Orochimaru sighed lightly. "Most of the jounin are thinking about it, even if they haven't said anything. You lasted weeks in the hands of Kumo's interrogators with nothing but scraps of chakra, and managed to resist physical and mental torture without even giving up your name, and you're just a genin. In Konoha, ANBU would be scouting you after you passed your chuunin exams."
"My medical ninjutsu helped," Sakura pointed out, the same way she did whenever anyone mentioned how prodigious her feat had been. "And Itachi-sensei was as kind as he could have been with Tsukiyomi, under the circumstances."
"Even that opened up a number of interesting questions," the snake sannin countered. "Would training all vulnerable operatives in the basics of medical ninjutsu extend the amount of torture it would take for them to break? Would it be better, although it's a violation of their rights, to equip all shinobi with a seal preventing them from speaking under duress? You've become interesting to a number of people for a number of reasons."
"It's not just that I survived all that without opening my mouth," she said, preparing to spill the one secret she hadn't been able to tell to anyone else yet. "It's that I knew that nobody would come for me, and I accepted it without thinking. You can't always rescue black ops the way you should try to rescue regular squads. Sometimes you can't even claim the black ops member. Naruto wouldn't be able to do it. Tenten might, same with Suigetsu, but Juugo? Karin? They're too hopeful. They wouldn't be able to accept it and bounce back in a reasonable time frame."
"And it will be from your generation that the first black ops members are recruited from, even though we're small and will not need many," her shishou completed the thought with a nod. "You're at the top of most lists for recruitment."

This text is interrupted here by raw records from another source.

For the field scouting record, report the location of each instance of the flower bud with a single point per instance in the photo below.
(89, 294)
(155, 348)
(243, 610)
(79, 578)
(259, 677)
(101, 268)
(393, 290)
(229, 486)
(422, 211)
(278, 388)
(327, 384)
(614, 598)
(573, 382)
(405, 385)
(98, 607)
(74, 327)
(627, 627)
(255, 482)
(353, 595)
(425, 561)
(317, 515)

"Teach me," Sakura asked, hands clenching on her knees as she refused to bow her head, even as she asked for yet another favor. "Teach me what I need to know to be able to live long enough to come home and how to make sure that it doesn't break me in the process."
"Just to be clear," he set down the scroll he was looking at and looked her straight in the eye. "You want to learn how to be an assassin?"
"So that none of my other yearmates will have to go through what I do."
"We start in the morning," her shishou replied, making no comment about her audacity to ask even more from him. "And I will be having a few words with Uchiha so that he understands what I will be teaching you."
"If you think that's necessary," Sakura said, releasing the breath that she had unconsciously been holding. "Thank you shishou."
"Don't thank me for this." His eyes were cold as they studied her. "Black ops is not a division to enter lightly. Training a genin with the express purpose of shaping her into black ops goes against many of the principles Konoha attempted to instill in me. There is a reason eyebrows were raised at Uchiha and Hatake's recruitment young, and perhaps they were right. For your sake…" he trailed off for a moment, hesitating, before he finally continued. "I hope that they do not recruit for black ops before you have had many years as a jounin."